Throwing an exception in Java

Exceptions are used to control error flow in a Java program. Exceptions work as follows:

• At any point where an error condition is detected, you may throw an exception using the Java throw keyword.
• When an exception is thrown, normal program flow stops and control is passed back to the nearest suitable surrounding catch block.
• If an exception is thrown back from a method, then that method does not return a value as normal.
• If there is no catch block that can catch the method, then it will eventually be passed to an uncaught exception handler.
• Exceptions can be checked or unchecked, depending on their class.
• A method must declare which checked exceptions (if any) it throws, but does not have to declare unchecked exceptions.
• There are various standard unechecked exceptions that you can use for common conditions (and which will be thrown by the JVM and platform API methods), including IllegalArgumentException and NullPointerException.
• There are also various exceptions and errors thrown by the JVM itself when executing code, allocating memory, decoding class files etc.

How to throw an exception

To throw an exception, we generally use the throw keyword followed by a newly constructed exception object (exceptions are themselves objects in Java). Most exception constructors will take a String parameter indicating a diagnostic message. For example, we can check an input parameter to our method and throw an IllegalArgumentException if it is invalid:

public void calculate(int n) {
  if (n > MAX_VALUE) {
    throw new IllegalArgumentException("Value too big (" + n + ")");
  }
  
  ...
}

In complex programs, it is generally good practice to sanity-check arguments and throw exceptions such as IllegalArgumentException or NullPointerException so that the source of the issue is obvious.

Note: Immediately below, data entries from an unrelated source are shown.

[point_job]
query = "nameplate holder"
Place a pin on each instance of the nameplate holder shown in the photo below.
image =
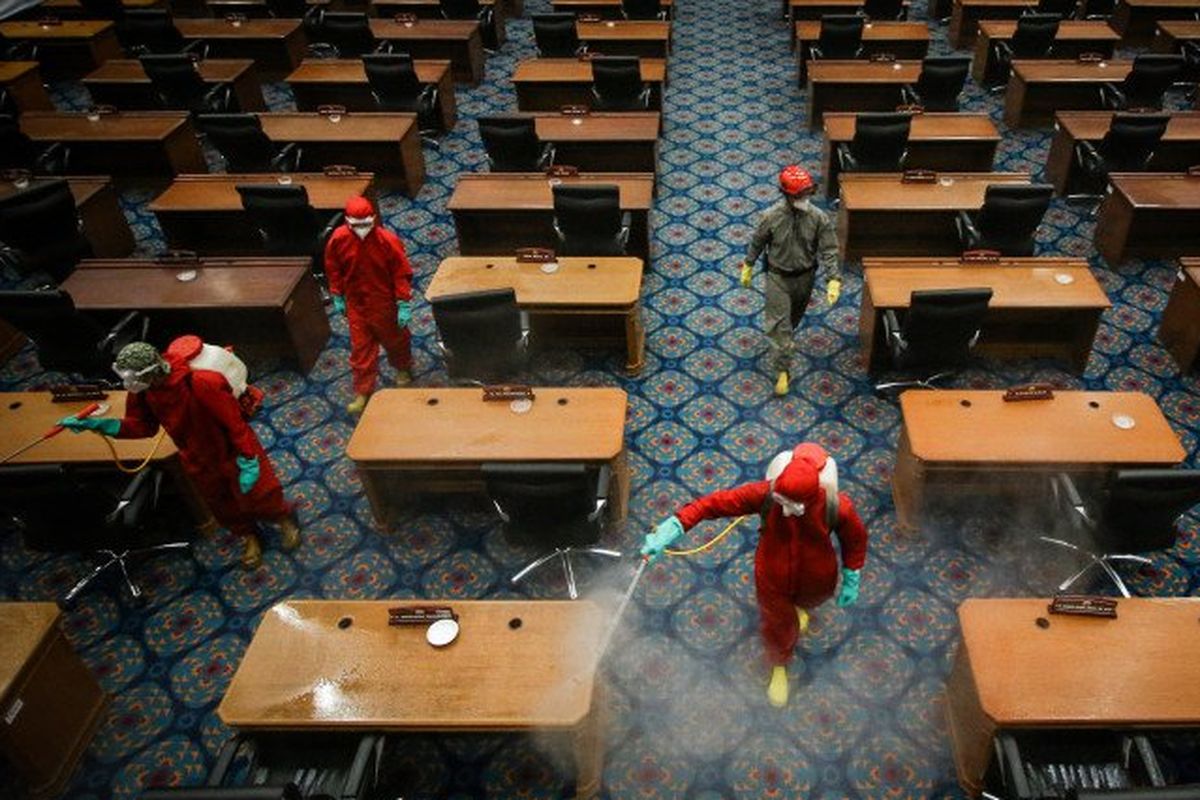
(508, 392)
(918, 176)
(1084, 606)
(535, 256)
(1030, 392)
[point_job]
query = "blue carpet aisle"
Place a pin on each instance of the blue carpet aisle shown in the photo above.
(689, 717)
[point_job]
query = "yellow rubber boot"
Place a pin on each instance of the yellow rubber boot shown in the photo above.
(777, 690)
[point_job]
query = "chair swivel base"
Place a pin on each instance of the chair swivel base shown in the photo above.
(564, 555)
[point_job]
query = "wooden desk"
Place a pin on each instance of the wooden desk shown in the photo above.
(856, 86)
(880, 215)
(124, 83)
(1180, 329)
(53, 704)
(1074, 37)
(443, 444)
(646, 38)
(1031, 313)
(103, 222)
(144, 146)
(1179, 149)
(587, 302)
(972, 444)
(549, 84)
(903, 40)
(498, 212)
(69, 49)
(203, 212)
(343, 82)
(264, 307)
(1149, 216)
(1038, 89)
(23, 82)
(275, 46)
(1135, 19)
(942, 142)
(438, 38)
(1079, 672)
(604, 142)
(495, 678)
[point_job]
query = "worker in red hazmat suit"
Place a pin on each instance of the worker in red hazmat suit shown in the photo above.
(796, 564)
(219, 450)
(372, 284)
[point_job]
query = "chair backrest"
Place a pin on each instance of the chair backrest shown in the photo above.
(556, 35)
(617, 80)
(240, 140)
(394, 82)
(588, 220)
(546, 504)
(1011, 216)
(1152, 74)
(481, 330)
(880, 140)
(1131, 140)
(1143, 505)
(349, 31)
(1035, 35)
(940, 326)
(285, 217)
(941, 80)
(841, 36)
(511, 143)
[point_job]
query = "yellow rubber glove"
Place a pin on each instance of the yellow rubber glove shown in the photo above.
(833, 290)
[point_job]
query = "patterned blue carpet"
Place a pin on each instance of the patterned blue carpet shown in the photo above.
(689, 717)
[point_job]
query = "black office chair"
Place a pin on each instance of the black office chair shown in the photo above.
(643, 10)
(244, 146)
(588, 220)
(1152, 74)
(1033, 38)
(178, 85)
(840, 37)
(18, 151)
(939, 84)
(41, 230)
(1134, 512)
(1127, 146)
(67, 341)
(513, 144)
(556, 36)
(936, 336)
(396, 88)
(1054, 764)
(617, 84)
(559, 506)
(57, 509)
(1008, 220)
(484, 336)
(880, 144)
(474, 10)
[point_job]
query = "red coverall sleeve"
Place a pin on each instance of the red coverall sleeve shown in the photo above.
(138, 421)
(851, 534)
(727, 503)
(214, 394)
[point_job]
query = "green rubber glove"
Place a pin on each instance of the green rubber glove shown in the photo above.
(107, 425)
(247, 473)
(849, 594)
(669, 530)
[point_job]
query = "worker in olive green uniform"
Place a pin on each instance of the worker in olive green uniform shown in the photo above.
(796, 235)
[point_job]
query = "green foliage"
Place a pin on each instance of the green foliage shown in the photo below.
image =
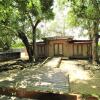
(14, 16)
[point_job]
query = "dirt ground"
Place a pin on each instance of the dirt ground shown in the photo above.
(84, 77)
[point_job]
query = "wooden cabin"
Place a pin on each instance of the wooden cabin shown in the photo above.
(65, 47)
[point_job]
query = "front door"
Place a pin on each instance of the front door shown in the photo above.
(58, 49)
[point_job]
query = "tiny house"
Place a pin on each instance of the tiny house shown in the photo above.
(65, 47)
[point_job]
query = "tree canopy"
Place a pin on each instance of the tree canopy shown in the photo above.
(22, 16)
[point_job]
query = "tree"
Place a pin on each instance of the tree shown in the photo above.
(88, 13)
(27, 15)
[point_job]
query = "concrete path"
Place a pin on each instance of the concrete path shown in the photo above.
(45, 78)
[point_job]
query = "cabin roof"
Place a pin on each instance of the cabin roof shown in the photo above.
(80, 41)
(58, 37)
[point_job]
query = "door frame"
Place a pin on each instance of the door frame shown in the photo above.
(58, 49)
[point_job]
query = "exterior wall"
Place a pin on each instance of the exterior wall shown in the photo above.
(62, 47)
(67, 47)
(82, 50)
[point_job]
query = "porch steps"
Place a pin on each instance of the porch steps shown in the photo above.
(53, 62)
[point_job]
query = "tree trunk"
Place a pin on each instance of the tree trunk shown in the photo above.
(24, 39)
(34, 39)
(95, 58)
(34, 26)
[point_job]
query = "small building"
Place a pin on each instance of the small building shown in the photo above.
(65, 47)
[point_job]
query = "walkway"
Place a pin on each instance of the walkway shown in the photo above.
(47, 78)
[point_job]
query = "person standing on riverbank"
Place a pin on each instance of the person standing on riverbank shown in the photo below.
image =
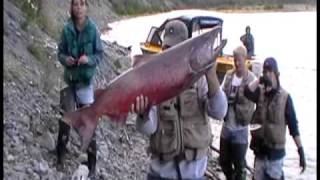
(179, 129)
(274, 112)
(79, 51)
(234, 133)
(248, 42)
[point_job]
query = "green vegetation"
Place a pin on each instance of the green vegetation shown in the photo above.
(30, 8)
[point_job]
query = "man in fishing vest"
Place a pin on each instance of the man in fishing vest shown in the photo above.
(179, 129)
(234, 133)
(274, 112)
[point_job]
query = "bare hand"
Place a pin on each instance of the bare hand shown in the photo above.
(70, 61)
(83, 59)
(140, 105)
(212, 70)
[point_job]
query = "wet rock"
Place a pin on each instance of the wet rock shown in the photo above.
(47, 141)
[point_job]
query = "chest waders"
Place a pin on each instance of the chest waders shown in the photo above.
(69, 102)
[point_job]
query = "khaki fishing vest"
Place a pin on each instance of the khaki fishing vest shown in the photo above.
(183, 130)
(243, 107)
(271, 114)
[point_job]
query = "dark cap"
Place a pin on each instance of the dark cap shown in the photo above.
(175, 32)
(270, 64)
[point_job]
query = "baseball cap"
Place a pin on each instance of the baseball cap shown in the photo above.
(175, 32)
(270, 64)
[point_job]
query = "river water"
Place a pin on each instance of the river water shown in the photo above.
(290, 37)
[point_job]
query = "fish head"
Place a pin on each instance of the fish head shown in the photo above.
(205, 49)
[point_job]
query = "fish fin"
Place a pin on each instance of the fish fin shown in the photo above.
(84, 124)
(97, 93)
(121, 118)
(140, 59)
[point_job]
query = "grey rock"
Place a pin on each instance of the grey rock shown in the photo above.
(42, 167)
(47, 141)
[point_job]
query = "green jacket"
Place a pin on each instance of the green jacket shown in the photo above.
(75, 44)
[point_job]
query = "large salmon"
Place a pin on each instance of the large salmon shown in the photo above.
(161, 77)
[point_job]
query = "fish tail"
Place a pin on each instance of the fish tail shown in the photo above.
(84, 121)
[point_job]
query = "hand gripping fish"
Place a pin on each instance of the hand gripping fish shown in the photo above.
(159, 77)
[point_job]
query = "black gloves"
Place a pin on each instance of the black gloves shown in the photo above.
(265, 80)
(302, 159)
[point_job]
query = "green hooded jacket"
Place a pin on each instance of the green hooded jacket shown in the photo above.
(75, 44)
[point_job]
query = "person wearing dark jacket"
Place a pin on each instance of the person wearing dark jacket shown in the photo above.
(79, 51)
(274, 112)
(248, 42)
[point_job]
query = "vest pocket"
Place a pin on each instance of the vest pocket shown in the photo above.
(197, 135)
(165, 140)
(88, 48)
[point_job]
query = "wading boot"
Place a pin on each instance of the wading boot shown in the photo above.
(63, 137)
(92, 158)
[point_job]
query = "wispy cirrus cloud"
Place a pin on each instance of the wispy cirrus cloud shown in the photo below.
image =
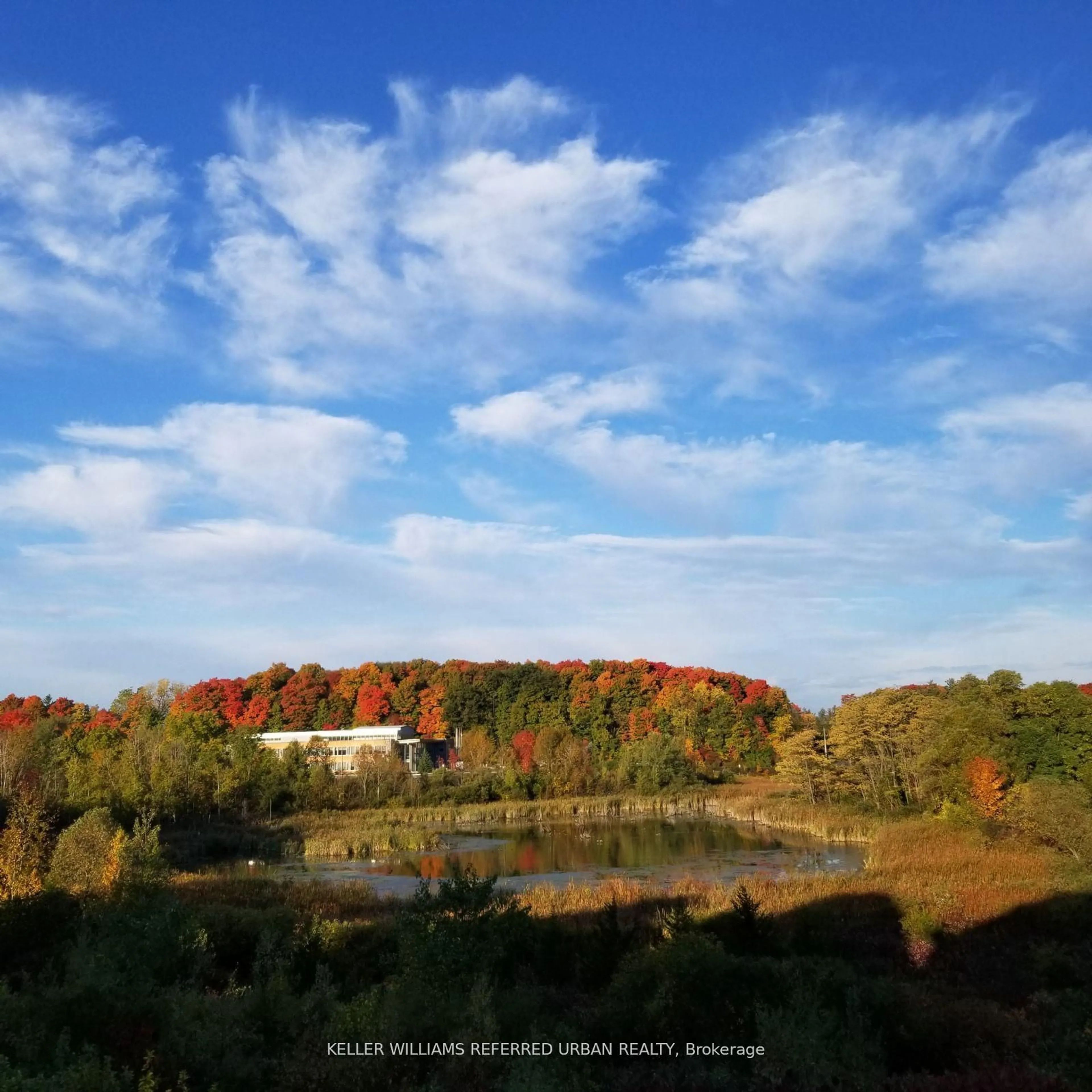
(339, 248)
(86, 243)
(1036, 249)
(292, 462)
(826, 200)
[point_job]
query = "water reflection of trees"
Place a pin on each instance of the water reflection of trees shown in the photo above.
(645, 845)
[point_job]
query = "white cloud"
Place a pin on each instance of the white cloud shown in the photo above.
(1063, 412)
(1037, 248)
(557, 407)
(1006, 449)
(292, 461)
(825, 199)
(1080, 508)
(344, 259)
(84, 241)
(96, 495)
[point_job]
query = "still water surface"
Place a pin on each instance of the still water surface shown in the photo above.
(659, 850)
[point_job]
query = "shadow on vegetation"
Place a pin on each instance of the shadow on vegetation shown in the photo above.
(242, 983)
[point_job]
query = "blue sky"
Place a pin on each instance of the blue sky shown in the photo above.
(755, 337)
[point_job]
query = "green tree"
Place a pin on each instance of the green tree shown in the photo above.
(24, 846)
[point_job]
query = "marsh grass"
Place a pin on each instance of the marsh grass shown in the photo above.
(938, 876)
(380, 833)
(363, 835)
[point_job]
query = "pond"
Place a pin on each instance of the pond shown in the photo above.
(660, 850)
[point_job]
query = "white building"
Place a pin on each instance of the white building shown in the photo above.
(347, 745)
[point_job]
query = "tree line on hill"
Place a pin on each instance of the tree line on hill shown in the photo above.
(526, 730)
(993, 746)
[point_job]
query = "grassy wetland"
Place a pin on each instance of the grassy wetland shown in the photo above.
(957, 959)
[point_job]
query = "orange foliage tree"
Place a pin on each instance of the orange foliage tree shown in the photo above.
(985, 785)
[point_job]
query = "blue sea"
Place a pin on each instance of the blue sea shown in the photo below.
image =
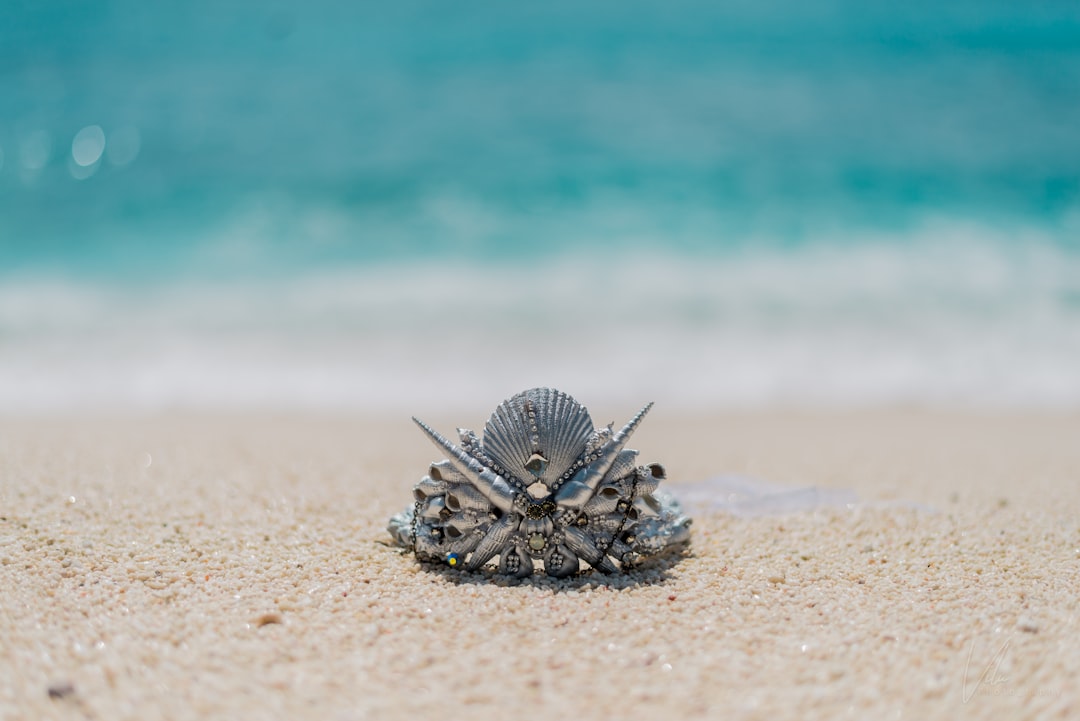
(410, 206)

How to throw a checked exception

We can simply throw an IllegalArgumentException or NullPointerException because if you look at their definitions, you will see that they extend RuntimeException. RuntimeException and its subclasses are so-called unchecked exceptions: they can be thrown at any time, without the method that throws them having to explicitly declare that it may throw them, or without the surrounding code having to explicitly catch them.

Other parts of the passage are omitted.